Is The Darkest Hour Film Historically Accurate?

Joe Wright's 2017 film, "Darkest Hour," details Winston Churchill's beginnings as Prime Minister of the United Kingdom and his refusal to make a peace treaty with Nazi Germany in 1940. The film was nominated for Best Motion Picture of the Year and Gary Oldman won the Academy Award for Best Actor for his portrayal of Churchill (via Esquire), but history buffs in the audience may not have nominated the film for such high acclaims if they were judging it on its historical accuracy.

Directors have to strike a balance between keeping the story Hollywood-interesting and adapting it to the modern-day, without losing the story's essence and historical accuracy. This was particularly difficult for Wright with this film because he had to portray Churchill's decision to fight against the Germans as a choice, which, according to Slate, is difficult for many of us today to understand, considering what we know from the fallout of World War II.

Fact versus fiction

In the film, one of Churchill's critics calls him a "drunkard" and he nearly always carries a Scotch in hand. As British Empire historian John Broich writes in Slate, Churchill wasn't a drunkard in real life, but he did often write about having a "watered down" Scotch. He was also a professional writer (via Britannica), which is accurately portrayed in the film through the amount of time Churchill spends "sweating over words," according to Broich.
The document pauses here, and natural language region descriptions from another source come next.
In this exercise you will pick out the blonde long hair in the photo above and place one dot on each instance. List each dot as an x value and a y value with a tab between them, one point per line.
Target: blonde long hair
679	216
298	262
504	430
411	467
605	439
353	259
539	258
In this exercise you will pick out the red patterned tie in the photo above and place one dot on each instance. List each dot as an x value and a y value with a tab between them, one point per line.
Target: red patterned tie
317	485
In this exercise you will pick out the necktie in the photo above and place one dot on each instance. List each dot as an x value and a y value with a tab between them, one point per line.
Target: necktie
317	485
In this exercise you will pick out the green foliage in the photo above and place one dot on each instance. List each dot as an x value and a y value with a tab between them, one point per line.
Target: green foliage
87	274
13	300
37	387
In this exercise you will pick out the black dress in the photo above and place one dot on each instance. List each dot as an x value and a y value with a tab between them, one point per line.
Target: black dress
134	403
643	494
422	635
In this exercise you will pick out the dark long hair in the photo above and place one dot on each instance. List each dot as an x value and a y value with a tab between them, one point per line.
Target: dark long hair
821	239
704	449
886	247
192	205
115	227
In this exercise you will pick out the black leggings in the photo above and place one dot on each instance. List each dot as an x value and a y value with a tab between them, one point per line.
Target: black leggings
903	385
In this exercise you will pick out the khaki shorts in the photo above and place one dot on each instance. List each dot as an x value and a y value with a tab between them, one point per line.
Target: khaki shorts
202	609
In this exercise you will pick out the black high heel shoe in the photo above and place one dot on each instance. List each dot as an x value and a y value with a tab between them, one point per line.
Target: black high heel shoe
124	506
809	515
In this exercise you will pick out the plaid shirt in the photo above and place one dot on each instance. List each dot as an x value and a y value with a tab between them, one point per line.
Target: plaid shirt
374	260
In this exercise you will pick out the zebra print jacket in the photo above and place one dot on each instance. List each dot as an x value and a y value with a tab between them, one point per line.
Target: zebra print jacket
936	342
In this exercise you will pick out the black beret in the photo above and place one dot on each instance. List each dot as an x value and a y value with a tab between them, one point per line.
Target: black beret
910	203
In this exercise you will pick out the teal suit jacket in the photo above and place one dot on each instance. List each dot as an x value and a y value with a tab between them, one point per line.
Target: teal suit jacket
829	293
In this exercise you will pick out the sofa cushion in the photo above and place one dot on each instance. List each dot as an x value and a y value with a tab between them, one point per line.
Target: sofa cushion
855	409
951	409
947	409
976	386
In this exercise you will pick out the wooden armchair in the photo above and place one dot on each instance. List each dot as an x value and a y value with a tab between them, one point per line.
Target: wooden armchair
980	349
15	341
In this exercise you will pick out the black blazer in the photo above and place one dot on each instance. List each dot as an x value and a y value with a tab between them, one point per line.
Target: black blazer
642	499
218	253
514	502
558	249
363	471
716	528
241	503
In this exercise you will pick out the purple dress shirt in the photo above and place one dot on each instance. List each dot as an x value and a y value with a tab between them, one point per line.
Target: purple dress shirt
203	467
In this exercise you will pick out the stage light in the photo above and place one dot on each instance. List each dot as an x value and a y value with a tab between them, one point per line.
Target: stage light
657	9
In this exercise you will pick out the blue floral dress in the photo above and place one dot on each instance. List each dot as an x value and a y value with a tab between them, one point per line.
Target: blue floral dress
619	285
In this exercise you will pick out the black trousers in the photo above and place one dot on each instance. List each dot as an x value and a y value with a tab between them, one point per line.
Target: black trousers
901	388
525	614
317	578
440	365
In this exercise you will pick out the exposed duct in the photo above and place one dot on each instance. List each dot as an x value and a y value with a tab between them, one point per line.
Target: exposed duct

Another thing Wright got right in the film was portraying Churchill as an emotional man, something he was condoned for by other Members of Parliament (via Slate). At the same time, Churchill was backed largely by the Labour Party and leftist media and was not as big of an underdog as he was portrayed to be in the film, Churchill biographer Ashley Jackson told the BBC. At times, Churchill is depicted as bullish and confident, but according to Jackson, he sometimes doubted himself and actually considered seeking terms with Hitler at one point.

An imaginary train ride

In "Darkest Hour," Churchill takes a ride on the public tube system, where fellow riders of the Underground give him a rallying cry that confirms his decision to stand his ground against Hitler. But it's "impossible to know" whether the public would have rather voted to make peace with the Germans in this moment, Broich wrote in Slate. Also, Churchill wasn't the kind of person to look to random strangers for words of affirmation; he was a leader, according to Jackson via the BBC.

Regardless, Churchill would go on to tell the Commons "we will never surrender," in the movie after the restored confidence boost from his Underground speech. The debate that followed in the War Cabinet in the film is also unrealistic, per Broich, and the shouting matches among diplomats were most likely a Hollywood dramatization. In the film, Churchill often meets with staff in underground bunkers, which likely didn't happen at this time as bunkers weren't used until bombings started with the Battle of Britain, according to Jackson. Although to Wright's credit, the smokey, low-ceiling atmosphere did add to the "pressure cooker" tension leading up to the Battle of Dunkirk, Jackson said.